Education
- Ph.D. in Integrative Biology from University of Colorado Denver
- MS in STEM Education from Western Governor's University
- BS in Biology/Chemistry from University of Utah
Courses taught
- BIOS 1000 Animal Diversity
- BIOS 1710 Biological Sciences II: Ecology, Evolution, Animal Body Systems
Bio
“Did you know the coastline of England is infinite depending on the scale of measurement?”

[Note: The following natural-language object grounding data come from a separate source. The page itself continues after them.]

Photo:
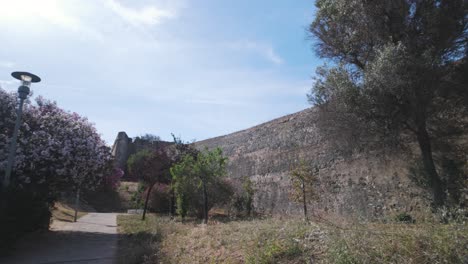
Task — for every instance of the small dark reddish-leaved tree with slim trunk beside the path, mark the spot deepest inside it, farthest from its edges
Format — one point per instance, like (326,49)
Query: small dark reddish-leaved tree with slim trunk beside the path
(151,166)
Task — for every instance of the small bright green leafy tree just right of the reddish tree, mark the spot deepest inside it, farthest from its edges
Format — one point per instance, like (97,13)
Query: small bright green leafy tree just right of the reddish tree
(204,172)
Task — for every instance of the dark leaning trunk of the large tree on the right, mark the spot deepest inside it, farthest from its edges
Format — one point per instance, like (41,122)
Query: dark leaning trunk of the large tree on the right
(433,177)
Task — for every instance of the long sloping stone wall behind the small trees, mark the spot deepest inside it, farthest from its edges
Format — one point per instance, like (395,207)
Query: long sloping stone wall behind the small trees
(366,186)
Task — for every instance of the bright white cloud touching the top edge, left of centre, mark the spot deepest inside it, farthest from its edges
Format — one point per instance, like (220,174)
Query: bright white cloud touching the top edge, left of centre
(147,16)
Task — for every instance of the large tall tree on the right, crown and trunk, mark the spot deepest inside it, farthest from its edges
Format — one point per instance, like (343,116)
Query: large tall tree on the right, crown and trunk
(398,71)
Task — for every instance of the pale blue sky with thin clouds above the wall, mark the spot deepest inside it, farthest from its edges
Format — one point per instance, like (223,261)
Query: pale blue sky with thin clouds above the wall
(198,69)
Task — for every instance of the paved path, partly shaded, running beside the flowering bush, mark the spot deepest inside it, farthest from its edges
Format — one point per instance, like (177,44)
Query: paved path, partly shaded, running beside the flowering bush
(93,239)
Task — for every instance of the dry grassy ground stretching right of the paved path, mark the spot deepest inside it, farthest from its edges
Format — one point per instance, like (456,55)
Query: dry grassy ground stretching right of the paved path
(161,240)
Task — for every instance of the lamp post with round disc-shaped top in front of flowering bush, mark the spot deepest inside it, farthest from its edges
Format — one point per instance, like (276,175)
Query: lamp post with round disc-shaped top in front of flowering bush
(26,79)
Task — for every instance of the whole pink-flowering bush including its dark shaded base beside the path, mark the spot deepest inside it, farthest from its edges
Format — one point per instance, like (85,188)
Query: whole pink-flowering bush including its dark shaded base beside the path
(58,151)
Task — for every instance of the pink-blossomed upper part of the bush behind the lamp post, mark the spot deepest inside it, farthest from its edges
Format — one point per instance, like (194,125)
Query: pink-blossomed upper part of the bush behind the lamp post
(55,147)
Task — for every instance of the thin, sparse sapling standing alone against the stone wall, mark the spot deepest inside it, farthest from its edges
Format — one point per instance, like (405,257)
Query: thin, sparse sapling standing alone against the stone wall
(303,178)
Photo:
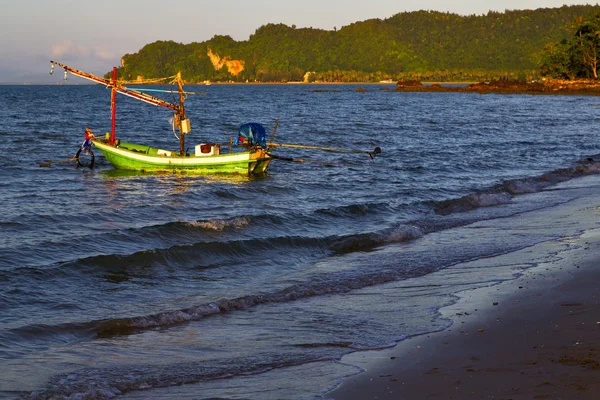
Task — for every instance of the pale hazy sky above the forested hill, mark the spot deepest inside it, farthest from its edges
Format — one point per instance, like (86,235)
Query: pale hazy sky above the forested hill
(93,35)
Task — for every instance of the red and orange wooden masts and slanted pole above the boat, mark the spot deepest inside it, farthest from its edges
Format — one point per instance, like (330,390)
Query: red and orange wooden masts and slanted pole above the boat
(181,122)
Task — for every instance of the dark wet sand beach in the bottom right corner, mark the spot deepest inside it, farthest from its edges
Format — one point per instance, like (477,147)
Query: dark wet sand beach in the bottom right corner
(535,337)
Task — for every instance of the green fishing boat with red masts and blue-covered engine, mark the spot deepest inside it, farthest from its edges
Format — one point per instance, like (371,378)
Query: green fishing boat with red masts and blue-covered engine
(252,159)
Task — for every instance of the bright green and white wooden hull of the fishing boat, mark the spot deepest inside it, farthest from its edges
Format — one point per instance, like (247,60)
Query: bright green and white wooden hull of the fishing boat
(134,157)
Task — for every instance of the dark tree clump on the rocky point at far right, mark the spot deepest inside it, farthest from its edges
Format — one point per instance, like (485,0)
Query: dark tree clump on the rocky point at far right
(577,56)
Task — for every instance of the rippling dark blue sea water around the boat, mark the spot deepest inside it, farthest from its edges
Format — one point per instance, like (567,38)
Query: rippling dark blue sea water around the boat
(129,285)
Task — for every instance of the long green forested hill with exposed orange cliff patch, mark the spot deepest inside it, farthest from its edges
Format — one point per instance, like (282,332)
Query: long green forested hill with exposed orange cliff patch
(423,45)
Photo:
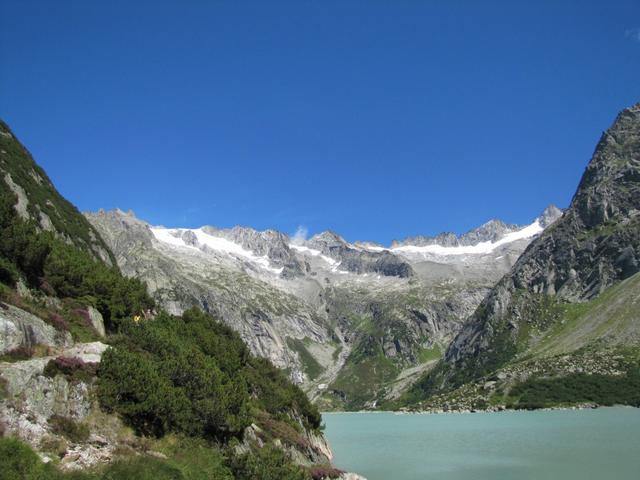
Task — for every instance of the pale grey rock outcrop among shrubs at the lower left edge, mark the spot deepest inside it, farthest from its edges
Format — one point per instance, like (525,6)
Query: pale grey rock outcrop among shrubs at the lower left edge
(30,399)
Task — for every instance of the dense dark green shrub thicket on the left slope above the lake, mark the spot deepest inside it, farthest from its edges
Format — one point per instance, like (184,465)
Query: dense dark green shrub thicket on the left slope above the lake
(195,376)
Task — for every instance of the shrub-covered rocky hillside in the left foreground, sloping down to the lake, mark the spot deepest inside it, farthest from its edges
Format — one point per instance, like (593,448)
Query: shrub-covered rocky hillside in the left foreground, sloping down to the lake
(93,373)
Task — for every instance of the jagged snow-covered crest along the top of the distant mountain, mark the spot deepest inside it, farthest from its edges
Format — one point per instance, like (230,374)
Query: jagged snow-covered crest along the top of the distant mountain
(272,252)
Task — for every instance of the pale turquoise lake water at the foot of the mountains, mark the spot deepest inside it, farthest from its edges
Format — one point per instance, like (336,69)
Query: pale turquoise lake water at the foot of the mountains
(602,444)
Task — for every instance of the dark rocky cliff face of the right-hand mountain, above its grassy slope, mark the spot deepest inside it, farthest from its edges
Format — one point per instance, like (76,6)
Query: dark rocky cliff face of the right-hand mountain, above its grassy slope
(595,245)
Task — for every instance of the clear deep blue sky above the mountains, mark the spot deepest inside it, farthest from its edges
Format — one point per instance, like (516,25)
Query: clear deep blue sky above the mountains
(376,119)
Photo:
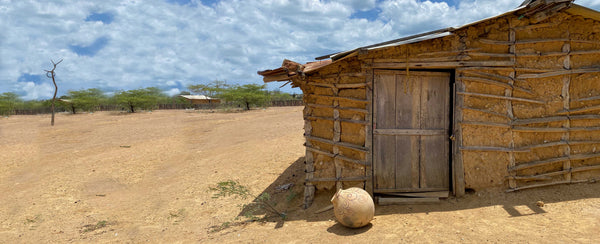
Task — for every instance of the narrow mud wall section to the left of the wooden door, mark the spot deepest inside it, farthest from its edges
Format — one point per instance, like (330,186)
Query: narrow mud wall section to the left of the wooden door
(323,121)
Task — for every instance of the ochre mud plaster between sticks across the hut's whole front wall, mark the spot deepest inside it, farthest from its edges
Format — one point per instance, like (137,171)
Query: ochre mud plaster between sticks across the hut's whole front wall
(485,169)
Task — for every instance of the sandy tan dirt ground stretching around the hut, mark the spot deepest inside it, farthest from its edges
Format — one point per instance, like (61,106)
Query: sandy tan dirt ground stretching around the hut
(112,177)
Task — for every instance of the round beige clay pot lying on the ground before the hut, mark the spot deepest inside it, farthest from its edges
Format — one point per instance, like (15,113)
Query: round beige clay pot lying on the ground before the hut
(353,207)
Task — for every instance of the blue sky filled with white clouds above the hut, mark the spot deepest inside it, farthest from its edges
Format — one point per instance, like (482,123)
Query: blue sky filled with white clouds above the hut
(122,45)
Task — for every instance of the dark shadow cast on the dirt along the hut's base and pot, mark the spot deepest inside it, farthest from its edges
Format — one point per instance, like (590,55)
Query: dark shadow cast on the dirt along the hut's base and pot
(516,204)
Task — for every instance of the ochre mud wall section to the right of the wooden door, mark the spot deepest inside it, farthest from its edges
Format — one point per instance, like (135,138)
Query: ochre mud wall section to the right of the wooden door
(488,169)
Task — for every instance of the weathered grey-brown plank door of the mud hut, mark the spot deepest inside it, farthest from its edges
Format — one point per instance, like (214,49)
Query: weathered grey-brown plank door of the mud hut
(411,126)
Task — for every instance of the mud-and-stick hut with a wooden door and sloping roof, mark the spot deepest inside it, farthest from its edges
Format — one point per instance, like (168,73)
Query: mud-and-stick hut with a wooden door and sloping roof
(511,102)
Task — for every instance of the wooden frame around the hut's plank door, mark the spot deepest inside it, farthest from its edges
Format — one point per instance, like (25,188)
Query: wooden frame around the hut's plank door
(456,170)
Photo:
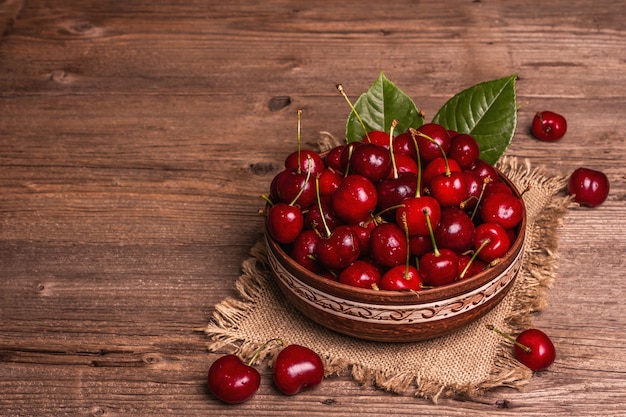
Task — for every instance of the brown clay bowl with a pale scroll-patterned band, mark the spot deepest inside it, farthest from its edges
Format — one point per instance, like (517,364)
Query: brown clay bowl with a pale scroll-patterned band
(393,316)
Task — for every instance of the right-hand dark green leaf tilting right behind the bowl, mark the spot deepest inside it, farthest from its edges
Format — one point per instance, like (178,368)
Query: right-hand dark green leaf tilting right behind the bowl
(488,112)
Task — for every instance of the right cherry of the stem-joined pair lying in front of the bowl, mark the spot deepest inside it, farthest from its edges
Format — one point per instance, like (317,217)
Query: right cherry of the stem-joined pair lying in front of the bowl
(297,368)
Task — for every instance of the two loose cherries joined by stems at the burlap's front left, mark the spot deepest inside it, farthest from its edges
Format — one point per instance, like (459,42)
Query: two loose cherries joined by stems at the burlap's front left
(296,369)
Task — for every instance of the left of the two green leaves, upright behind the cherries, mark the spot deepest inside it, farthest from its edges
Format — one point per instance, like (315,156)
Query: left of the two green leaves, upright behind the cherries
(378,107)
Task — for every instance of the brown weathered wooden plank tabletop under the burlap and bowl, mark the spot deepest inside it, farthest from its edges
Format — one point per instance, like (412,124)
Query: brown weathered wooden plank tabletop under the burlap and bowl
(135,138)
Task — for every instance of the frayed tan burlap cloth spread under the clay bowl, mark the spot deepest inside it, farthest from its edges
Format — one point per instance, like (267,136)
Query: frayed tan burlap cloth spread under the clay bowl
(465,364)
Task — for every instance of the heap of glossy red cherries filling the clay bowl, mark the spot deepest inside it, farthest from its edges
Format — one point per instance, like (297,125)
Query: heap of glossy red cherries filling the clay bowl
(362,213)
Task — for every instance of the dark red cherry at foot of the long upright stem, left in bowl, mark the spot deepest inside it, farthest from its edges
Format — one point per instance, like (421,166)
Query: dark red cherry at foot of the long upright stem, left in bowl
(338,250)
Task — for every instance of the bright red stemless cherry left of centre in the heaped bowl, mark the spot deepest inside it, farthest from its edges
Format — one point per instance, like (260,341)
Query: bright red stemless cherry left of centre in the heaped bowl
(355,199)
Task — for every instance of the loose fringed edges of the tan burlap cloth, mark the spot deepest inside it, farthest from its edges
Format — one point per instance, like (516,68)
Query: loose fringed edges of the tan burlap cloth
(539,270)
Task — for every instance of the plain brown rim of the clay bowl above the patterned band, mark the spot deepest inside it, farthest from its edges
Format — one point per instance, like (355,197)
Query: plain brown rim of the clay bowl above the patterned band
(367,295)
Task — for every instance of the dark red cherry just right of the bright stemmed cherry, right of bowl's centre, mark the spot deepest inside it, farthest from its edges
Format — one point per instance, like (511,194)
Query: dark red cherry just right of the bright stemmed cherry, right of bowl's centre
(456,230)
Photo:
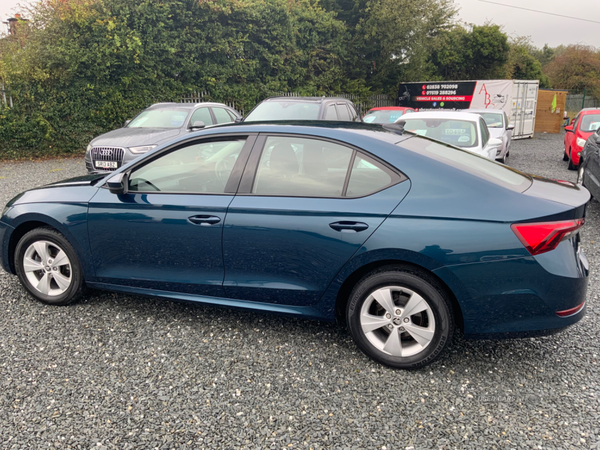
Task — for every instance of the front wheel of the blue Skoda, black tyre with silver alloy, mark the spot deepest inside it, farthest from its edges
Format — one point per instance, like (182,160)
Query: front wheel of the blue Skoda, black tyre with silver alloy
(48,267)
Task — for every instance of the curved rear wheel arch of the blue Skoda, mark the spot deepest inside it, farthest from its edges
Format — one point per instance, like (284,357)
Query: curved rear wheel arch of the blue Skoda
(343,294)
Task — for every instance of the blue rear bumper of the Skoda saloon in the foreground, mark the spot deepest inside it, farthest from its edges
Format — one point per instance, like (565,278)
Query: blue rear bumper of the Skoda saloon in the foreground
(525,294)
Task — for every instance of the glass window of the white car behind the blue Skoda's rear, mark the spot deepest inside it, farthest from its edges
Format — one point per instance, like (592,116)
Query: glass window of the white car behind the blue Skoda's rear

I once tried to use that as a pickup line in high school, which tells you what you need to know about me. I grew up in a town just north of Salt Lake City where I wasn’t sure what I wanted to do beyond understanding things and explaining what I understood to others. In pursuit of this impulse, I’ve taught at aviaries and Nerd Nites, public schools and universities, and whether one wants to call it a calling or a compulsion it’s just what I do. Now I find myself at Ohio University doing what I love, and I couldn’t be happier.
Beyond this, I must say I also love my ants. They’re what I earned my Ph.D. in and to my mind they represent the issues of biology writ large. They exemplify the tension between parts and wholes, between cooperation and competition, and between robustness and efficiency of behavior. And, at the heart of it all, they are paragons of self-organization, that principle which undergirds all living things and sets them apart from the rest of the cosmos. I don’t think it’s an accident that myrmecologists often end up speculating about life at large. Once you start seeing them as superorganisms, it all falls into place.